Sub-pixel Refinement: Refines corner coordinates to decimal precision for superior rectification.
Interactive Correction: A Streamlit-based UI allows users to manually adjust corners if automatic detection fails.
Illumination Normalization: Applies CLAHE (Contrast Limited Adaptive Histogram Equalization) and adaptive thresholding to remove shadows and uneven lighting.

🧠 Phase II: Semantic Layout Analysis (Deep Learning)

YOLO-DocLayNet Inference: Utilize YOLOv10 Fine-tuned on the DocLayNet dataset to segment the document into semantic regions:
- Title, Text, Table, Figure, Table Caption, Table Footer, Figure Caption, Formula, Formula Caption.
Reading Order Resolution: Implements the Recursive XY-Cut algorithm to sort detected elements into a natural reading order (top-down, left-right), handling multi-column layouts correctly.

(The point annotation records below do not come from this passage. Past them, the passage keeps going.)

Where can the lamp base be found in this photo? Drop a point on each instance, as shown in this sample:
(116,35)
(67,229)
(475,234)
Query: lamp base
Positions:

📝 Phase III: Hybrid OCR & Content Extraction

Context-Aware OCR: Dynamically adjusts Tesseract Page Segmentation Modes (PSM) based on the semantic label (e.g., treating a "Title" differently from a "Table Cell").
Table Structure Parsing: Uses morphological projection profiles to reconstruct the grid structure of tables, converting them into editable data rather than static images.
Data Cleaning: Includes heuristic post-processing and spellchecking to correct common OCR errors (e.g., 0 vs O).

📄 Phase IV: PDF Synthesis

Layout Preservation: Reconstructs the document on a digital canvas using the detected coordinates.
Searchable Assets: Embeds a hidden text layer behind images and tables, ensuring the entire PDF is searchable (Ctrl+F compatible).
Dynamic Typography: Automatically scales font sizes to fit the text within the original bounding boxes.

🛠️ Project Structure

DocParse/
├── data/
│   ├── raw/                  # Input images
│   └── output/               # Generated PDFs and debug visuals
├── models/
│   └── weights/              # YOLOv10 .pt checkpoints
├── src/
│   ├── scanner/              # Phase I: Geometry, Hough, Filters
│   ├── segmentation/         # Phase II: Inference, XY-Cut Sorting
│   ├── ocr/                  # Phase III: Tesseract Engine, Table Parser
│   ├── synthesis/            # Phase IV: PDF Generation (PyMuPDF)
│   └── utils/                # Config loader, image helpers
├── app.py                    # Streamlit Interactive Dashboard
├── config.yaml               # Centralized configuration
└── requirements.txt          # Python dependencies

💻 Installation

Clone the Repository

git clone https://github.com/GitGud-f/DocParse.git
cd DocParse

Install Dependencies It is recommended to use a virtual environment.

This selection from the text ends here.